I was looking forward to carnival this year - after reading Rabelais and Bakhtin, I was all worked up. Then this influenza hit me. The word Influenza is a medieval diagnosis - an influence in the air, that affected a person when their humors were out of balance, brought about this condition. It's an influence just like the Moon's influence on tides or the Sun's on gold or Venus on copper. The ancients had a notion that everything exerted an influence on everything else - that the cosmos was in a quest for balance - but a balance of motion - since the only thing that doesn't move is God: everything revolved around the primium mobile, and the motion that moved the cosmos was love.
So I missed carnival and now I'm immersed in lent. I missed the imposition of ashes.
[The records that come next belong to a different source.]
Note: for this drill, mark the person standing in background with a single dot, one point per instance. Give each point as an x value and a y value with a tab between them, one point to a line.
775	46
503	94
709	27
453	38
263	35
I missed the deposition of sashes. I'm left without a sense of deciding to give up anything. One year I gave up despair - and that worked pretty well. With influenza has come a significant loss of appetite, so I've already given up significant consumption. In the protestant tradition, you'd think we would have reversed carnival and lent - and that now we'd be eating all kinds of cow and pig and chicken: just to stick it to the Roman church. Aside from Luther though, the reformation was begun by some real spoil sports. Calvin probably could have done with a decade of lent - all of life should be lent.
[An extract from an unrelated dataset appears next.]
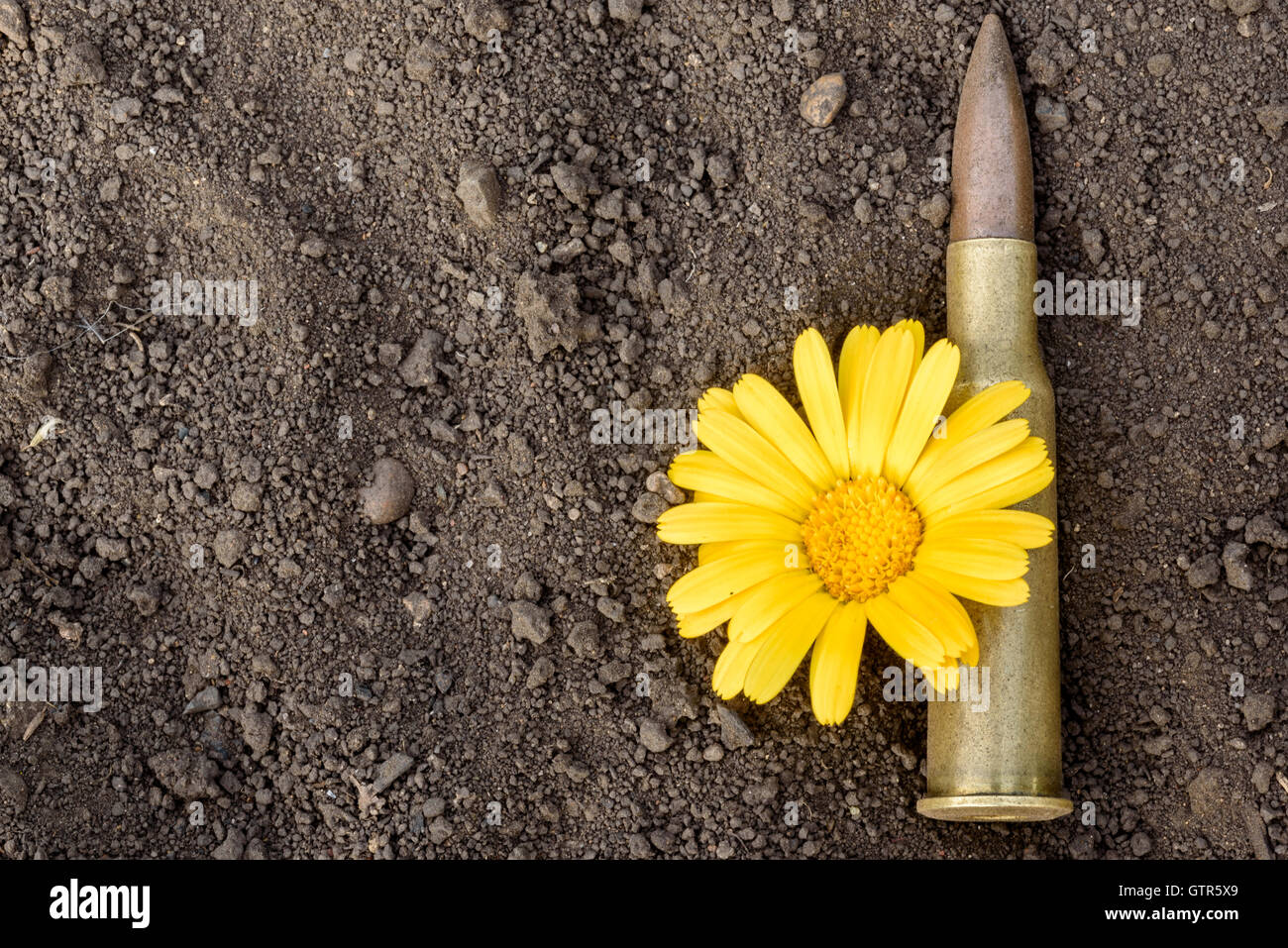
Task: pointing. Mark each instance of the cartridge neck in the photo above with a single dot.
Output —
(991, 295)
But I could be wrong. Calvin could have been for free love and feasting: probably not.
I miss being a gadfly. Back in Decatur I carried my Kierkegaard with me and settled down at various desks: the bar at Twains, the reference desk at the library - where I was welcome to put in my hours. Here in Durham, I've mostly been sick; and of a truth, a gadfly needs a certain audience and a certain ambiance of local culture, in order to perform his best.
Yesterday Jami played me a thisamericanlife podcast about puzzle solvers and listening to it I heard a clue as to why I garner certain reactions from some people. One of the puzzle contestants, a very smart guy, says that it dawned on him: he was informing people against their will. I thought, "there's my last cpe experience in a nutshell." I believe my last cpe did occur in a nutshell.
It's great to be free again.
But what does that mean for me in the future? Don't I have to sacrifice some of that freedom for stability?
I consider it only to be the freedom most people require: freedom to be and to be without being made to feel guilty about who I am; and freedom to work, to not be bothered with micro-managers, but to actually do my job without looking over my shoulder.
So I am free.
Carnival and lent have that goal as well: to free the individual. The goal of every doctrine in Christianity is to free the individual; if it is used otherwise, it becomes a cramped and jejune thing.

1 comment:

madsquirrel said...

I thought everyday was Carnival for you. Or maybe I'm thinking of carniverous. Or canaveral. cadaver?